I had written a letter to the editor, pointing out what nonsense it all was, and sent Bukowski a copy. He had already responded enthusiastically to my essay “The Second World War and its Aftermath”. Bukowski shot back a comment by return mail: “Fine reply to the Rosenthal bullshit. If there is a good fight you are fighting it. Yes, it looks like this country is in for another one. The idiot concepts of our leaders are endless. It all makes me sick straight on through. Nothing has been learned from the past. Just new bodies, new waste, new hell. Always a new excuse for more war…yes, I am sick with it all. It sits in my gut churning and they go on ahead. Plenty best, Buk”.
For the record, here’s the text of my unpublished letter to the International Herald Tribune, dated October 28th, 1990 on the subject of the first Gulf War, to be code-named Operation Desert Storm:
“Is A.M. Rosenthal confused or just trying to confuse the rest of us? (‘Mideastern Fairy Tales’, IHT, October 27th). One wonders where he acquired such contempt, nay hatred, for all things Arab. If the Saudis, the Kuwaitis et al. are so contemptible, then why should American lives be put on the line to protect them from their fellow Arabs in Iraq?
“Simply put, Mr. Rosenthal wants the United States to take out Saddam Hussein. ‘As long as he rules, he will be a threat to his Arab neighbors, and us.’ Come again? After heaping considerable scorn upon the Arabs, is the reader suppose to believe that Rosenthal gives a damn when one Arab state threatens another? Of course not. And who are the “and us” Rosenthal refers to? Is he thinking about his fellow Americans, or about his compatriots in Israel? Despite the current hysteria and hoopla, Iraq poses no threat whatever to America or to the West, and only a potential threat to Israel down the road, should Israel attack Iraq, or cause Iraq to be attacked, or continue indefinitely to deny the Palestinians a homeland in Palestine alongside the Jews of the world.
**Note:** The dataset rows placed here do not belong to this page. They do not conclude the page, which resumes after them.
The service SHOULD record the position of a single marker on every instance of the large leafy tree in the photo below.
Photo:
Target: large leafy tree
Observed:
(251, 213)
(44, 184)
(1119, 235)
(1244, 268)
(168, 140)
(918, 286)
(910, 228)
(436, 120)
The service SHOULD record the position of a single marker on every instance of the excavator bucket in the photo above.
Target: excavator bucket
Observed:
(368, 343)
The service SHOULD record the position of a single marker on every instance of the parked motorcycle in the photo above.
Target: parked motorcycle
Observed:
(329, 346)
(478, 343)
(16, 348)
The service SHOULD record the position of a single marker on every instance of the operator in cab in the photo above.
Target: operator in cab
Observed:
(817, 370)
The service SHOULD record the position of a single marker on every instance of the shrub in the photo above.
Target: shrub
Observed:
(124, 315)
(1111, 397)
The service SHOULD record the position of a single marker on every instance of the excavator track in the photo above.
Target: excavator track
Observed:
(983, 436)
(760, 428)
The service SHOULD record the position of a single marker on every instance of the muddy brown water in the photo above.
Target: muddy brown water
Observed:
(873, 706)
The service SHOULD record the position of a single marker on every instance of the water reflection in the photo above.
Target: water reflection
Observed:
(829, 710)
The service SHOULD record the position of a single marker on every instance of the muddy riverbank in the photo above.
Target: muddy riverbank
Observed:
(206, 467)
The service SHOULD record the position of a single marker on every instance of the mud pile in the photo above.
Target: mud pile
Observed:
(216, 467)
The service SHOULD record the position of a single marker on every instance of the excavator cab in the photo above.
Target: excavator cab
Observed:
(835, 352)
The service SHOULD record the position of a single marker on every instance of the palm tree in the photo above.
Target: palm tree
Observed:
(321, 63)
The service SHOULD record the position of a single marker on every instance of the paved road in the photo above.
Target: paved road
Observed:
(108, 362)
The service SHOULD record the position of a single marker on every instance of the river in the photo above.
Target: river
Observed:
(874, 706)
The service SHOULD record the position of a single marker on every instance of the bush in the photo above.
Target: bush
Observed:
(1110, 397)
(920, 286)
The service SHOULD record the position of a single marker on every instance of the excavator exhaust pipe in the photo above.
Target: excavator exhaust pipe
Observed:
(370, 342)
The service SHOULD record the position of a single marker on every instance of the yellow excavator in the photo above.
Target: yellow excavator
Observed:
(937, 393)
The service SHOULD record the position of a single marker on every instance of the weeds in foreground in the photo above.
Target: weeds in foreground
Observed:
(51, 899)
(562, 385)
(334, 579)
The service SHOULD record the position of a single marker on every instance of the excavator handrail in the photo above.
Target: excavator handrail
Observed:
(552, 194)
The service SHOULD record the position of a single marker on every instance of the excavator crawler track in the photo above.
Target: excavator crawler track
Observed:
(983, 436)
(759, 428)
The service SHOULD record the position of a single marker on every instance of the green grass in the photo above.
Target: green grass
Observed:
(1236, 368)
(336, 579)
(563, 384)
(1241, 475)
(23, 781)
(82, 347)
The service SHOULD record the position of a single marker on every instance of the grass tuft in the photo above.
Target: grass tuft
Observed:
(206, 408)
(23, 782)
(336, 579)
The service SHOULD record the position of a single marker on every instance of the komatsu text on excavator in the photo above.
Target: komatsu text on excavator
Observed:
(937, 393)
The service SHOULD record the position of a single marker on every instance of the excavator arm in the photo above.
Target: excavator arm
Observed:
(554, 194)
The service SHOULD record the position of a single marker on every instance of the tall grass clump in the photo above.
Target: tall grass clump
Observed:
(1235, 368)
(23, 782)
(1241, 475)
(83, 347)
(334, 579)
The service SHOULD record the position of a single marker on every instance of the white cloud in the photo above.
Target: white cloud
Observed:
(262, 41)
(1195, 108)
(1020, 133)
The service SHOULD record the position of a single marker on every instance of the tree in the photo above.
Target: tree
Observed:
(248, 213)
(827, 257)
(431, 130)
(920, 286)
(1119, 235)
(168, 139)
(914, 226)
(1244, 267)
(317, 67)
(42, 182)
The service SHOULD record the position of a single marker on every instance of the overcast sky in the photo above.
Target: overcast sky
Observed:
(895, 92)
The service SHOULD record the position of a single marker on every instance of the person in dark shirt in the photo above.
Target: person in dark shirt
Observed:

“Pundits like Abe Rosenthal and Bill Safire have let their uncritical infatuation with Israel and their irrational hatred of the Arabs destroy their common sense. Beating the drums of war in service to their own private agenda is unseemly. As for the larger prospects of the U.S. injecting itself militarily into an intra-Arab border dispute, that policy would be so shot through with hypocrisy that it can only end in tragedy or a fiasco.”
Well, we have had a belly-full of tragedy and fiascos in and around Iraq since 1991, as well as in New York and Washington, D.C. Nowadays, Operation Desert Storm is looked upon, in some circles, as the smart or reasonable war, when compared to the present nightmare, code-named Operation Iraqi Freedom, concocted by Dick Cheney, Bush Jr. and their “neocon” brain-trust. But both Gulf wars are the same war, just like World War I and World War II were the same European war. The idea for America should have been to avoid all of them, right from the start, while endeavoring to mediate honestly and even-handedly. Just the opposite took place. Yes, there are so many blood-lakes, and we always jump in. With regard to history and “politics”, Jeffers and Bukowski understood what was happening to America as it happened, not in retrospect. This is important.